L' Appel de la Vocation chez Marcel Proust
- 7 avr.
- 7 min de lecture
À la Recherche du Temps perdu est un roman poétique qui se présente comme un parcours initiatique dont le narrateur Marcel ne connaît pas, de prime abord, la destination. Et ce n'est qu'à la fin de sa vie, lesté par le poids d'une insatisfaction existentielle dévorante et par l'angoisse d'être passé à côté de sa vocation, que le narrateur accède enfin à la compréhension de son être véritable. Libéré de la nostalgie des figures protectrices de l'enfance, il affronte le vide de ses années d'errance où il n'aura été qu'un spectateur passif, égaré dans le bal des masques d'une société en décomposition. Par le sillage des espérances déçues et le silence des aspirations trahies, vient poindre le chemin de la rédemption à travers l'art dont la littérature est, selon lui, la plus belle illustration.

Sur Le Temps retrouvé (1927), Marcel Proust
par Léa Arrizabalaga
L'histoire de Marcel est celle d'une vocation qui se révèle à travers le processus de création artistique afin de transcender les rouages de l'absurdité de la vie que sont l'absence (l'oubli ou l’éloignement) et la perte (la destruction ou l'effacement du temps). Mais pour surmonter l'absurdité, il faut bien d'abord s'y confronter. Auquel cas, Marcel ne ferait que s'en échapper sans s'élancer dans la démarche victorieuse et transcendante du dépassement. Chez Proust, pour vaincre la mort, il faut d'abord l'observer et l'affronter. Cette confrontation passe inévitablement par une métaphysique de la souffrance : loin d'être un obstacle, la douleur devient l'instrument de mesure de notre propre être, la seule force capable de pousser l'esprit à déchiffrer ce que le bonheur ne fait qu'effleurer. Au-delà de l'effondrement des aspirations personnelles du narrateur, la toile de fond du roman prend des allures d'écroulement politique et sociétal qui sonne le glas des jours heureux.
Pour une guerre qui ne devait pas durer, elle recevra le célèbre nom de la « Grande Guerre ». Une page de l'Histoire absolument dévastatrice dont l'auteur fait la pierre angulaire de son dernier tome. Cependant, il ne s'agit pas de n'importe quelle guerre. Proust déplace le regard des lignes de front vers l’intimité des demeures, témoignant de cet ébranlement sourd qui fissure les consciences et fragilise les structures de l'existence.

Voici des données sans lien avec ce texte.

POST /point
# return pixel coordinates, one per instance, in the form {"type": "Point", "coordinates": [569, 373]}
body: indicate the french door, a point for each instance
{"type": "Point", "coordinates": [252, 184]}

Ce climat de décomposition agit alors comme le révélateur brutal d'un monde qui s'achève.
Marcel Proust peint un contexte de destruction collective où ce qui était présenté comme l'Éden souverain de l'enfance se transforme en un paysage profané. Les allées, les chemins, les églises, tous ces sanctuaires autrefois immuables, s’effacent dans le vertige du Temps et l'abîme de l'Oubli, signifiant que plus aucun ancrage matériel ne peut désormais soutenir l'esprit. Face aux champs de ruines et au spectacle de la désolation, il ne reste plus rien, pas même les souvenirs. C'est dans le dénuement de cette perte que l'essence des choses nous est enfin rendue, par le biais d'un paradoxe ontologique : il faut que le monde extérieur s'effondre pour que la demeure intérieure de l'être puisse s'édifier.